Familiarity with community lawyering approaches.
Experience with impact advocacy.
Expertise in one or more of the Immigrant Justice Program’s core issue areas, including deportation defense, ending the jail-to-deportation pipeline, and shutting down immigration detention centers.
Experience with coalition building.
Location: This role will be based in our Falls Church office. Occasional travel between offices will be required. Although a regular presence in the office is required, LAJC offers a remote work policy to support employees in co-creating schedules and arrangements that allow us all to do our best work.
Salary: The salary scale for this position is $62,000 - $80,000 based on the LAJC salary scale, upward 12% cost-of-living adjustment is available for positions based in Falls Church. Placement on the range will be based on factors such as years of relevant experience, budget, and internal equity. To allow for salary growth within the position over time, the anticipated hiring range for this position is between the beginning to the middle of the range ($62,000 - $71,000).
Benefits: Our mission is compelling, and our team members are passionate about their work, and so we recognize the need to provide generous benefits and encourage rest and a healthy work environment. For example, we provide:
Generous paid time off every year, including 3 to 6 weeks of vacation, 12 days of health leave, 6 weeks parental leave, and 14 holidays (not including bonus holidays/rest days allocated as needed)
100% employer paid health, dental, and vision insurance, plus excellent family insurance with annual max of $2,400 premium contribution to LAJC-sponsored health plan.

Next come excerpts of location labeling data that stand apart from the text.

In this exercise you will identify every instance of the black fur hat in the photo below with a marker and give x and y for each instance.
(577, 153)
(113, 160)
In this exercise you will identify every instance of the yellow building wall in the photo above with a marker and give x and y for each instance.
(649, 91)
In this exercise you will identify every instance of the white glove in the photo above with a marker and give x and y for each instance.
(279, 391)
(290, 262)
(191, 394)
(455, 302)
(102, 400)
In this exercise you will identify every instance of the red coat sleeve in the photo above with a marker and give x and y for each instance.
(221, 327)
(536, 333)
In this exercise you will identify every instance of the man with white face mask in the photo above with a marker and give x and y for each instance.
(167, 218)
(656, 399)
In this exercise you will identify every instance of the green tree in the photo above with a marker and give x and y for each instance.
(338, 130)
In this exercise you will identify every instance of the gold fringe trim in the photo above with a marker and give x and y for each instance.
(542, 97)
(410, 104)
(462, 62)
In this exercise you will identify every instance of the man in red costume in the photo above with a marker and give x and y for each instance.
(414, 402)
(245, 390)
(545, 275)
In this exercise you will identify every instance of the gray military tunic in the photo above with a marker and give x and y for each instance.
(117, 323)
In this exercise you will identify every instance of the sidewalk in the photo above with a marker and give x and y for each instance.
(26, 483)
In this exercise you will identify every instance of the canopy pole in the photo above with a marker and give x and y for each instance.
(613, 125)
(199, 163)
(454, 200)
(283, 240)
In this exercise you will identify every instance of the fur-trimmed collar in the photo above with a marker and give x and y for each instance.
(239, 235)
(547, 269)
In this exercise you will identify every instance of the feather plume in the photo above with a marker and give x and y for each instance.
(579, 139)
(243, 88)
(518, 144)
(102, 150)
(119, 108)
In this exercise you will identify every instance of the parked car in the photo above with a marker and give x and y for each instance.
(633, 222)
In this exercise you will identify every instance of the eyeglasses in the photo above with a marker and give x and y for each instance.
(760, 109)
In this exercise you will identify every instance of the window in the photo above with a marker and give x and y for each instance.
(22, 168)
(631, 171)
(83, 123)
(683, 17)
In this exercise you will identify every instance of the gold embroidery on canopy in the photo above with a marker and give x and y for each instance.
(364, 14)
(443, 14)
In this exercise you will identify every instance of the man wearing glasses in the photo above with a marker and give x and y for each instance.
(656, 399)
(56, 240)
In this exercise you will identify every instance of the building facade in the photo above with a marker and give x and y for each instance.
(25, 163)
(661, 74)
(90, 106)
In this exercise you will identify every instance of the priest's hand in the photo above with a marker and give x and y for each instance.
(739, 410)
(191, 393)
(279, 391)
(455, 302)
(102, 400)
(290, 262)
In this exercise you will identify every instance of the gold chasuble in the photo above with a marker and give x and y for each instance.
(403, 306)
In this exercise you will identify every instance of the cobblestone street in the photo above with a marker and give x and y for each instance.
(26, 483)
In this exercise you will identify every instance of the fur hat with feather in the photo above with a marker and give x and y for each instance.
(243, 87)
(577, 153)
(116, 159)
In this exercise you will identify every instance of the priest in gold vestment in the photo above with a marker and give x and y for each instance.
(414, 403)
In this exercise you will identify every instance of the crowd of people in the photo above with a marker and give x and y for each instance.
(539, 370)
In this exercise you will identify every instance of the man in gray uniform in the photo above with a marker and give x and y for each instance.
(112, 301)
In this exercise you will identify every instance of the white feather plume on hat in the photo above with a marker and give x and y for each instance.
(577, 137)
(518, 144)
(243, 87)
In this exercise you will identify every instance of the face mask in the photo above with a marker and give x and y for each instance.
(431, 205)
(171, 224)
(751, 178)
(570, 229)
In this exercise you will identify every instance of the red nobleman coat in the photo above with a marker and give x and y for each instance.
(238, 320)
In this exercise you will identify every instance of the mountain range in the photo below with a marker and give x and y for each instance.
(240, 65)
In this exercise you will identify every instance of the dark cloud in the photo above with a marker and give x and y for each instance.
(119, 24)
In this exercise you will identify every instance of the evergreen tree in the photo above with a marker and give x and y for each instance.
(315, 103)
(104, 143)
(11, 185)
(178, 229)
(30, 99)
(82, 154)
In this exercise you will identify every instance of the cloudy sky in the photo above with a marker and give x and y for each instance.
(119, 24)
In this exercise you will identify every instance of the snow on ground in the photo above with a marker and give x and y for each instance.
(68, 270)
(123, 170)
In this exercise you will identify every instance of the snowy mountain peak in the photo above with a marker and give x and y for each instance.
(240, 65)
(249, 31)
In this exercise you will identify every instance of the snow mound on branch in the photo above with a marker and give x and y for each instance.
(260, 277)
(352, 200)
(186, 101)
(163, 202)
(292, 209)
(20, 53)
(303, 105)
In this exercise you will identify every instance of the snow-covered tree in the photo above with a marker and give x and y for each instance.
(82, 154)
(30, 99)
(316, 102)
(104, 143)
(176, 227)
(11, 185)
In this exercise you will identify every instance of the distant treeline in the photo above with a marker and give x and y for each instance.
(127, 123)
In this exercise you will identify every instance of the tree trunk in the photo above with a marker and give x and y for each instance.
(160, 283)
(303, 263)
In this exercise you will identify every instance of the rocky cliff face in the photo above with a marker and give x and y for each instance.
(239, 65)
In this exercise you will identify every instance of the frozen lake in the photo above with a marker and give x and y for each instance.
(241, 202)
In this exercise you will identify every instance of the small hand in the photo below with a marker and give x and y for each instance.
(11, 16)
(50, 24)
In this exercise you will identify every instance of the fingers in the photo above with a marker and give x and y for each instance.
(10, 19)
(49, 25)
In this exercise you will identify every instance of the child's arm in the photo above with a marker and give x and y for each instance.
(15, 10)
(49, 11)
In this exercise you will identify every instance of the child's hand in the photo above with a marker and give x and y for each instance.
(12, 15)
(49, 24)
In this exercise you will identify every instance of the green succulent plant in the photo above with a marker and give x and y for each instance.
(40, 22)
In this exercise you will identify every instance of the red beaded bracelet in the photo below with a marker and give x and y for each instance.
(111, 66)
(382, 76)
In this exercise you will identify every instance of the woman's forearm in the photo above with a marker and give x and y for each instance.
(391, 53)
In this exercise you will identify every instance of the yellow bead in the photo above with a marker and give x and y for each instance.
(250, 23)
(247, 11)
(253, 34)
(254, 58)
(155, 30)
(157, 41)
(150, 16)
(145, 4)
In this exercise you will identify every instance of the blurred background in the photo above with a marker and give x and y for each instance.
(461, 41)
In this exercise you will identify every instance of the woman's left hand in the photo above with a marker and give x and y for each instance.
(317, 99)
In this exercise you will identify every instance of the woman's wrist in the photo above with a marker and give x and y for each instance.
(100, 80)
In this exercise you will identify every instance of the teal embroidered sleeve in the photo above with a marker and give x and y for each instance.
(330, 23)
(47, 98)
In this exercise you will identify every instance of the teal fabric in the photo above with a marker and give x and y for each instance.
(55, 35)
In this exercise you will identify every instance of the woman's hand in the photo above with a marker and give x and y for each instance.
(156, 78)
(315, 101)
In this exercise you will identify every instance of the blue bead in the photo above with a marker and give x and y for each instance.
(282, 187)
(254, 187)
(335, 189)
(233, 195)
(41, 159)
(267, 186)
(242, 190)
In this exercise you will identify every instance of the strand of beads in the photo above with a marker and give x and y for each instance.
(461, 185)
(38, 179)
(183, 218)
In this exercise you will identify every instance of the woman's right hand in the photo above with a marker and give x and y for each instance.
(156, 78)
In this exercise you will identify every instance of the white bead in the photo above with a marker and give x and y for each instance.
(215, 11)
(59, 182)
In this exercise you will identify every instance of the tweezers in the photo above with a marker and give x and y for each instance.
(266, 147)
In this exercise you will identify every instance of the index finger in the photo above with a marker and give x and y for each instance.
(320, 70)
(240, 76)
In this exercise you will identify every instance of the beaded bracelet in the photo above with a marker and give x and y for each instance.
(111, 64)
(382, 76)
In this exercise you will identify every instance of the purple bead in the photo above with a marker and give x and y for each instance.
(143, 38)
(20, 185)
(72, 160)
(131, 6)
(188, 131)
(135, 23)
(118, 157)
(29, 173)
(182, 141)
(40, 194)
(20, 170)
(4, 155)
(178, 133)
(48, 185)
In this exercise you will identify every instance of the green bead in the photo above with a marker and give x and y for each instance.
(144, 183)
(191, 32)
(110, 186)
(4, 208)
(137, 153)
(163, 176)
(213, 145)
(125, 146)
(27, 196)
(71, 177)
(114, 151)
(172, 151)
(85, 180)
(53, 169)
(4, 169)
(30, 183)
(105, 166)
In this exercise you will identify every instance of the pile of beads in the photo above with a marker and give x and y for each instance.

403(b) retirement plan with 4% employer contribution (no required match) Strong commitment to professional development
Relocation package
Vaccination Requirement: The Legal Aid Justice Center requires all employees to be fully vaccinated against COVID-19 or have an approved medical or religious exemption as a qualification of employment. Proof of vaccination or accommodation request must be provided within one day of employment.
The Legal Aid Justice Center is an equal opportunity employer, committed to inclusive hiring and dedicated to diversity in our work and staff. We strongly encourage candidates of all identities, experiences, and communities to apply. The Legal Aid Justice Center is committed to strengthening the voices of our low-income clients, working in collaboration with community partners, and rooting out the inequities that keep people in poverty. We strive to take on the issues that have broad impact on our client communities and to be responsive to client input. Recognizing the particular impact of racism on our clients and staff, we devote special attention to dismantling racial injustice. All applicants must be dedicated to working in and sustaining an environment that enables staff and clients to feel empowered, valued, respected, and safe. In reviewing applications, we look for evidence that applicants have experience and/or thoughtfulness in working with traditionally marginalized populations.
Application Deadline: February 29, 2024. We accept applications on a rolling basis and encourage candidates to apply as soon as possible.
Application Instructions: Complete the online application which may require a cover letter, resume, relevant writing sample, and contact information for three references. You can direct the cover letter to the hiring manager, Rohmah Javed at [email protected]. Please note, we will not contact references without advance consent from candidates.